3.10.

Der sogenannte Einzug des Tiefdruckgebietes brachte für mich die gewohnten Probleme: Schon beim Augenaufschlagen verspürte ich ein Schwindelgefühl. Und das wurde logischerweise auch nicht schwächer dadurch, dass ich mich in die Vertikale erhob. Ich blieb liegen, bis es wieder dunkel geworden war (also bis 20 Uhr). Ich hasse das Krankenhaus. Zwar kenne ich sie nicht alle, aber ich nehme mal an, dass ich Krankenhäuser an sich hasse, also die Erfindung und die Institution, und dort nie wieder hin will, aber allein zu Hause, ohne andere Patienten, ohne Krankenhauskost und Krankenhausbettwäsche ist es nicht schlimm. Vor allem ist es sicher! Vor dem Wochenende hatte mir mein Vater eine einerseits unglaubliche, andererseits wiederum eine mich in all meinen Krankenhausphobien nur noch bestätigende Geschichte erzählt, die mich, im Gegensatz zu den meisten seiner von ihm sogenannten Geschichten, auch wirklich interessieren tat, da sie ausnahmsweise von ihm handelte: Und zwar war mein Vater im Februar ins Krankenhaus eingeliefert worden nach einem leichten Schlaganfall. Kaum wieder zuhause, musste er schon wieder dorthin zurück. Dieses Mal war es sein Herz, das ihm Probleme machte. Er wurde untersucht, in eine Narkose versetzt, mit Elektroschocks behandelt, um das Herz wieder zurück in den Rhythmus einer gesunde Gangart zu versetzen. Ein paar Wochen später, ich glaube, es waren derer maximal drei, wurde er wieder eingeliefert, weil die Herzrhythmustörungen erneut aufgetreten waren. Es erfolgte eine erneute Untersuchung, wieder die Narkose, wieder die Elektroschocks und dann ein paar Tage stationären Aufenthaltes zur Beobachtung. Schließlich durfte er wieder nach Haus.

Und so ging es die nächsten Monate weiter. Auf ein paar Wochen daheim folgte eine Woche Krankenhaus. Bei jedem Mal ohne Befund, die Erkrankung schien rätselhaft. Meine arme Mutter war natürlich bereits gedanklich mit ihrem Dasein als Witwe nach 47 Jahren Ehe beschäftigt. Auch wenn sie, ebenso natürlich, mit mir darüber nicht sprach. Aber ein Sohn fühlt ja, was die Mutter beschäftigt. Dann mussten aus den Gründen des jederzeit möglichen Herztodes meines Vaters auch noch zwei bereits gebuchte und bezahlte Ferienreisen abgesagt werden. Und das, wo speziell meine Eltern in Arbeitnehmerzeiten beide ihre sämtlichen Möglichkeiten zur Vergnügung auf die Zeit ihrer Rente, wo es möglich und auch akzeptiert war (von Gott und Gesellschaft), projektiert hatten. Sie fürchten nichts so sehr wie Ungewissheit. Das habe ich möglicherweise von ihnen, wenn auch nicht in dem Maß.

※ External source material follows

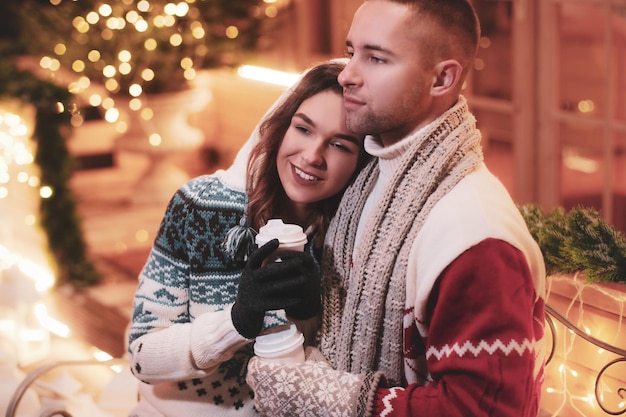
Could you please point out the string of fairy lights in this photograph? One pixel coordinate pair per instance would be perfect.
(131, 48)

Und jetzt stellt sich bei einem erneuten Aufenthalt im House of Horrors, es war der siebte oder achte insgesamt seit Februar, heraus, dass es sich bei dieser ominösen Herzkrankheit meines Vaters in Wahrheit um eine verschleppte und nicht diagnostizierte Rippenfellentzündung handelte, die diese Herzrhythmusstörungen ausgelöst hatte. Und diese Entzündung, so jetzt der von den Ärzten fairerweise geäußerte Verdacht, hatte sich mein Vater bei seinem ersten Aufenthalt dort in jenem Krankenhaus eingefangen; also den sogenannten Krankenhauskeim.

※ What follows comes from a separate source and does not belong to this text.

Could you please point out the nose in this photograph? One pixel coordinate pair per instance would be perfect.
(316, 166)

Jetzt, nachdem er dort eine Woche lang stationär behandelt wurde, geht es ihm wieder bestens. Er kann sogar telefonieren und erzählt, wie früher, seine interessanten Geschichten. Leider.

Aber freilich auch Gottseidank! Das Urlaubsbudget für dieses Jahr ist zwar aufgebraucht (und unter Schwaben gesprochen: verplempert!!! worden), aber sie planen bereits die Fahrten für 2017. Es besteht also wieder Hoffnung. Meiner Erfahrung nach stirbt die ja immer zuerst.